Effect of Scan Time on Neuro ¹⁸F-Fluorodeoxyglucose Positron Emission Tomography Image Generated Using Deep Learning

The purpose of this study was to generate the PET images with high signal-to-noise ratio (SNR) acquired for typical scan durations (H-PET) from short scan time PET images with low SNR (L-PET) using deep learning and to evaluate the effect of scan time on the quality of predicted PET image. A convolutional neural network (CNN) with a concatenated connection and residual learning framework was implemented. PET data from 27 patients were acquired for 900 s, starting 60 minutes after the intravenous administration of FDG using a commercial PET/CT scanner. To investigate the effect of scan time on the quality of the predicted H-PETs, 10 s, 30 s, 60 s, and 120 s PET data were generated by sorting the 900 s LMF data into the LMF data acquired for each scan time. Twenty-three of the 27 patient images were used for training of the proposed CNN and the remaining four patient images were used for test of the CNN. The predicted H-PETs generated by the CNN were compared to ground-truth H-PETs, L-PETs, and filtered L-PETs processed with four commonly used denoising algorithms. The peak signal-to-noise ratios (PSNRs), normalized root mean square errors (NRMSEs), and average regionof- interest (ROI) differences as a function of scan time were calculated.

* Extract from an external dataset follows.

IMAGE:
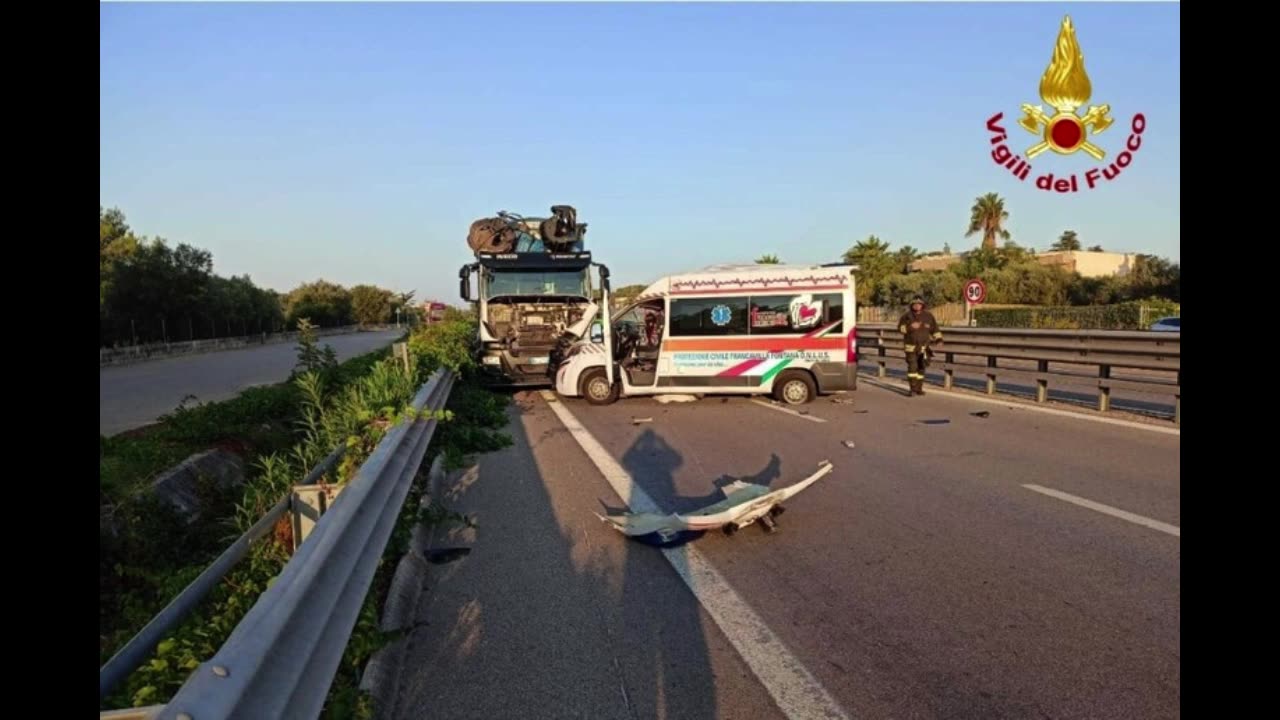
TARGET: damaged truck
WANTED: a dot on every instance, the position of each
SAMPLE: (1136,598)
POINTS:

The quality of the predicted H-PETs generated by the CNN was superior to that of the L-PETs and filtered L-PETs. Lower NRMSEs and higher PSNRs were also obtained from predicted H-PETs compared to the L-PETs and filtered L-PETs. ROI differences in the predicted H-PETs were smaller than those of the L-PETs. The quality of the predicted H-PETs gradually improved with increasing scan times. The lowest NRMSEs, highest PSNRs, and smallest ROI differences were obtained using the predicted H-PETs for 120 s. Various performance test results for the proposed CNN indicate that it is possible to generate H-PETs from neuro FDG L-PETs using the proposed CNN method, which might allow reductions in both scan time and injection dose.